CannTrust had already shipped ‘some’ unlicensed cannabis to provinces before Health Canada halt: CEO Health Canada orders thousands of kilograms of pot grown in unlicensed rooms to be held, but some had already been sold Trays of drying cannabis buds at the CannTrust Holding Inc. Niagara Perpetual Harvest facility in Pelham, Ontario.Cole Burston/Bloomberg Vanmala Subramaniam Vanmala Subramaniam

Some of the cannabis grown by CannTrust Holdings Inc. in unlicensed rooms at its Niagara facility has already been shipped to provinces across the country, the company’s chief executive officer, Peter Aceto, confirmed on Monday.

The acknowledgment in an interview with the Financial Post came after CannTrust revealed Monday that Health Canada had put a freeze on more than 5,000 kg of marijuana at its Pelham, Ont., plant after finding it had been grown in five unlicensed rooms. The company’s stock closed down more than 20 per cent in Toronto following the announcement.

It is unclear when the unlicensed product was packaged and shipped to the provinces, or whether the product in question had been sold to Canadian consumers.

“Some of that product has left. We feel confident in its quality and safety because it has gone through testing in Health Canada-sponsored third party labs, as well as our own quality testing. But yes, some product has definitely been released to the provinces,” Aceto said.

He added that the company has been corresponding with the provinces regarding the product grown in unlicensed rooms, and would continue to have an “open dialogue” with them. Aceto would not confirm which provinces the cannabis had been shipped to, but the company has supply agreements with all provinces.

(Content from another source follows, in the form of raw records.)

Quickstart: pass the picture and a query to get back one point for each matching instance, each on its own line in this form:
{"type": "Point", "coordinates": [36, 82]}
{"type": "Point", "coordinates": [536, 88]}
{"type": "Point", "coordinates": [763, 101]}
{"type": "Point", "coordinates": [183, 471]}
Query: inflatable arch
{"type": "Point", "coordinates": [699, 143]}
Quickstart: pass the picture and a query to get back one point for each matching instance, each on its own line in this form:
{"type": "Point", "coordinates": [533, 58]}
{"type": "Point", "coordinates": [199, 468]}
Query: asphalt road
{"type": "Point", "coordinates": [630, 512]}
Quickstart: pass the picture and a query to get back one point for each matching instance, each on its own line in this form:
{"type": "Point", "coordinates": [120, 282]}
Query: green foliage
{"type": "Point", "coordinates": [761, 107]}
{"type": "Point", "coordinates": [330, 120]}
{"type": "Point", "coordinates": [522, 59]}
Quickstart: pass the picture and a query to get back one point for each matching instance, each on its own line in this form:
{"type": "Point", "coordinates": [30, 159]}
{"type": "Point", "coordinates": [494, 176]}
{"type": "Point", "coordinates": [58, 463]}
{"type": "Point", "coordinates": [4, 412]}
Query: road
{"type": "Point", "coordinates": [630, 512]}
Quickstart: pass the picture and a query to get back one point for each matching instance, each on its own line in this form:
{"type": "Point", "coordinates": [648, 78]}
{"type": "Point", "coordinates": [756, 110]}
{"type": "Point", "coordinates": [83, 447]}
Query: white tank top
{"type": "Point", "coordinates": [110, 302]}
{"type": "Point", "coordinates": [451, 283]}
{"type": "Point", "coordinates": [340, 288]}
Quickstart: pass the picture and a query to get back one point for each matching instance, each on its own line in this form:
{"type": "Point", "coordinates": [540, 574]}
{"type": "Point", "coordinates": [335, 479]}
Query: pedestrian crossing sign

Over the weekend, Health Canada placed a hold on 5,200 kilograms of dried cannabis at CannTrust’s Pelham facility because it had cultivated cannabis in rooms not yet licensed by the department between October 2018 and March 2019. The five rooms in question received their Health Canada cultivation licence in April 2019.

The company also placed a voluntary hold on an additional 7,500 kilograms of dried cannabis equivalent grown in “previously unlicensed rooms” at its Vaughan, Ont., indoor facility.

“We believe it is highly likely the company will be forced to destroy the product that was produced within the non-compliant grow rooms,” wrote Canaccord Genuity Corp. analyst Derek Dley in a note.